If you believe that your employer engaged in discrimination to reduce your eligibility for benefits, you could request to see the plan’s rules. You may receive detailed documentation regarding a retirement plan’s operations and financial position. The documentation may also describe how the plan’s managers use the money you and your employer contribute to fund your retirement.
How may an employer discriminate against older employees?
The Older Workers Benefit Protection Act requires companies to offer all employees the same benefits. The Cornell University Legal Information Institute website notes that employers cannot offer older employees lesser benefits than younger workers. Employers also cannot ask older employees to sign documents waiving their rights to file a lawsuit for age discrimination.
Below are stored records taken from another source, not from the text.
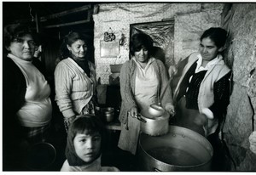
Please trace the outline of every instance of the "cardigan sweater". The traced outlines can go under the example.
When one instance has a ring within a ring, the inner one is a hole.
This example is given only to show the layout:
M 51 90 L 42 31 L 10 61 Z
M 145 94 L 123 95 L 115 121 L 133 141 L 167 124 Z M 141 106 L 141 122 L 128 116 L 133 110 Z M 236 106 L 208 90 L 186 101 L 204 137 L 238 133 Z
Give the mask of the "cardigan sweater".
M 157 77 L 160 82 L 158 92 L 159 97 L 162 97 L 162 99 L 160 99 L 162 106 L 165 106 L 167 103 L 171 103 L 172 104 L 172 89 L 171 87 L 167 84 L 168 74 L 164 64 L 160 60 L 155 59 L 152 63 L 152 65 L 156 71 Z M 137 107 L 134 98 L 135 80 L 137 75 L 136 68 L 137 64 L 134 62 L 134 60 L 130 59 L 123 65 L 120 71 L 120 93 L 122 98 L 122 104 L 119 119 L 120 122 L 124 124 L 127 122 L 128 111 L 132 107 Z M 163 95 L 164 88 L 166 86 L 167 88 L 165 92 L 165 95 Z
M 80 114 L 96 91 L 95 65 L 90 61 L 88 64 L 90 78 L 71 58 L 63 59 L 55 68 L 55 101 L 66 118 Z
M 177 82 L 177 87 L 174 91 L 173 100 L 175 103 L 177 102 L 177 95 L 181 88 L 181 84 L 190 69 L 190 67 L 198 60 L 199 53 L 192 54 L 187 60 L 181 75 Z M 214 85 L 218 81 L 230 73 L 230 68 L 224 64 L 223 59 L 218 60 L 212 67 L 211 67 L 206 73 L 201 85 L 199 88 L 199 93 L 197 98 L 198 102 L 198 110 L 201 114 L 205 114 L 207 116 L 207 135 L 209 135 L 214 133 L 218 127 L 218 116 L 213 116 L 213 119 L 211 118 L 212 113 L 205 113 L 204 111 L 211 110 L 211 107 L 214 104 Z M 226 106 L 225 106 L 226 107 Z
If you reached the age of 40 and saw your hours reduced, your employer may have violated the law. The U.S. Equal Employment Opportunity Commission may determine that demoting or scheduling older employees for fewer hours reflects age discrimination. If the intent was to reduce paying benefits older employees may soon draw from, it could have violated the standards set by ERISA.
When may I file a legal action?
The OWBPA prohibits employers from discriminating against older workers by reducing their benefits. If your retirement plan, for example, offers benefits that you stopped receiving, your employer may have discriminated against you based on your age.
You may review the retirement, life insurance and health care plans offered by your employer. If your benefits differ from those of younger employees, a legal action may provide relief such as back pay or the benefits you should have earned.